Letters: Nanna

Dear D:

            It wouldn’t be fair to write about Nonno but not Nanna.  I’ve been told that I resemble her not so much in features, but in the way I hold my head or sit, chin in hand.  I’m glad there’s something of her in me.  By the time I realized your great-grandmother was one of my favorite persons, it was too late.  Her health was failing and within a few years she would succumb to cancer.  But in those last five or six years, she gave a little glimpse into the contemplative and sometimes passionate (another contradiction) woman who had been described to me as a youngster so painfully shy, she didn’t speak.  Maybe most important, the first person in our family who seemed least likely to strike out on her own did so at the age of 68, breaking away from “la famiglia” and my grandfather to claim her independence.

             I had myself just left home to attend college, and I took note.

            Nanna was fair-skinned and auburn-haired, and movie-star beautiful (in 1940s Hollywood, not today’s).  In photographs she has abundant long hair, big dark eyes, and symmetrical feminine features.  In her wedding portrait, my beloved Nonno looked nothing like the typical Italian old man—thick spectacles, white hair—that I knew.  His thick black hair is slicked back from a narrow, almost equine face, and his expression is stern to the point of unpleasant.  They were fox and rabbit, intensity and innocence, paired.  The long and unhappy marriage would last almost fifty years before she decided she had had enough.

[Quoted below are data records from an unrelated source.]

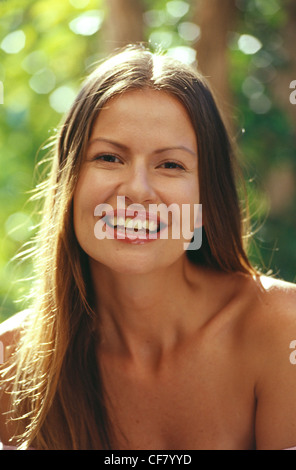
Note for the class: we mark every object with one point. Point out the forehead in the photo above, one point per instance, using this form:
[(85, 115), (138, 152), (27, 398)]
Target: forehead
[(153, 113)]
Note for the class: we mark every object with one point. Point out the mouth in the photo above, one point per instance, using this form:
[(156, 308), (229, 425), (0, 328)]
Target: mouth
[(142, 226)]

            I didn’t know until many years later about the circumstances of the pairing.  Nanna’s family was from the same Sicily-town as Nonno’s, but her family was landed gentry, while he was paesani.  But immigration to the United States was the great equalizer.  Nonno’s father prospered as a tailor, where Nanna’s father, who hadn’t practiced a trade, struggled to keep a grocery store open.  My grandparents’ union was a trade of sorts: she gained financial stability and he “married up.”  The scrappy youth who had loved to box in back-alleys wed the girl who quit school when she got blood-poisoning from nuns who pricked her with a hat-pin for writing left-handed.  In short, he married a delicate southpaw.

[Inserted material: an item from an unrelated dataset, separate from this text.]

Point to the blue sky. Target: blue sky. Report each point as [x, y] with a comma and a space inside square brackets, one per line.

            In boxing, a southpaw has an advantage over a right-handed opponent, who is always wide open to the blows.  I would like to say that Nanna had an advantage, but she was more apt to run than fight Nonno’s torrential anger.

            Most of what I knew about my grandparents was transmitted to me at Sunday dinners, a drawn-out affair that involved story-telling and arguments about politics over meals so delectable that sitting for three or even four hours wasn’t a hardship.  First, a salad of chicory and plum tomatoes flavored with olive oil and a pinch of salt.  Next, pasta al’ oglio or à marinara, or with ricotta, then the veal or sausage or bracciola, a roll of beef and eggs cooked in tomato sauce.  The vegetables were never plain; the mushrooms had to be stuffed or the cauliflower served in fritters.  When you thought you could eat no more, the plates went away and out came the pizzelli, cannoli, and pizza rustica, and the Torrone nougat in little blue boxes.  But even that wasn’t the end; there were roasted chestnuts and chestnuts in the shell.  On special occasions, the table held a rare treasure: one pomegranate that Nanna would peel, giving each of six grandchildren a cluster of garnet-colored jewels.  The whole thing, from soup to nuts, as they say, filled an afternoon.

            This is how those long holiday dinners came to be—the ones at Nanna’s house when you were little (you probably don’t remember) and later, at my sister’s house.  You’ve experienced a bit of your Sicilian heritage.

            Sometimes—afterwards—we watched television, which was quite limited in the 1960s and 70s.  More often, Nanna, who was a talented seamstress, would dig old costumes–-a pink silk kimono, a Shirley-Temple pinafore, and a brown velvet serape and feathered hat—out of her closet so the kids could put on a show.  The coveted costume was a floor-length skirt and a black shawl embroidered with pink and red roses.  I’d wear it, pinned in back to fit my kid-sized body, and sing from West Side Story, a song appropriate for my immigrant-descended audience.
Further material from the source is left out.